Sacred Wonders, episode 1 review: What a wonderful world - just don't spoon-feed it to us

Devoted: a Buddhist warrior monk faced a tough test in the BBC’s Sacred Wonders  - 1
Devoted: a Buddhist warrior monk faced a tough test in the BBC’s Sacred Wonders - 1

It’s not often one finds oneself willing a monk to pass his scripture exam, but so it came to pass during Sacred Wonders (BBC One). This three-part series about spiritually significant sites took us to China’s Shaolin Temple, where a trainee faced two tests to qualify as a full warrior monk.

He’d been studying for a decade and if he failed, he’d have to wait three years to try again. First he aced his kung-fu test, showing flawless skill with his “monkey stick”. Then he had to recite a passage from the Buddhist book of mantras, having learnt 200 pages by heart. Facing a panel of stony-faced seniors, this was like Dragons’ Den, Shaolin-style. I was fully invested and cheered when he passed, taking a huge step along the road to enlightenment.

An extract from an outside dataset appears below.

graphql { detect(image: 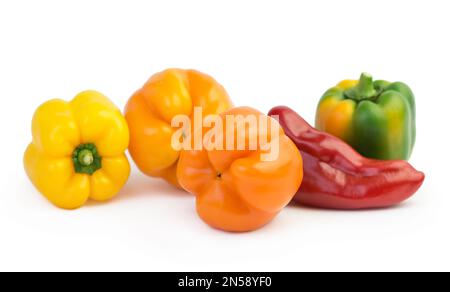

Each sacred place was viewed through the work of devoted individuals. In Cambodia, a gardener risked his life to save Angkor Wat temple from the encroaching jungle. At Al-Aqsa Mosque in Jerusalem, a volunteer Muslim paramedic fought his own hunger and exhaustion to help other fasting worshippers during Ramadan. During Malaga’s Easter parade, strongmen carried a six-ton statue down narrow streets. And you thought getting a sofa through your front door was tricky.

Angkor Wat in Cambodia
Angkor Wat in Cambodia

This had many hallmarks of high-class BBC factual programming, crying out to be described with words such as “landmark” and “milestone”. Sadly, the show took itself a tad too seriously. Droning narration hit us with so many facts that I felt like I was back at school, watching a drily educational programme on a wheeled-in teak Grundig set while the teacher caught up with some marking.

Segues from one site to the next were clumsy. It even ended with a behind-the-scenes “making-of” segment, like David Attenborough’s wildlife documentaries do nowadays. Unfortunately, lost phone signals, paperwork problems and production teams getting stuck in traffic aren’t quite as thrilling as cameramen creeping dangerously close to killer lions, so this merely felt self-indulgent. These were fascinating subjects, spectacularly shot, but let down by  the plodding, verging-on-pompous approach.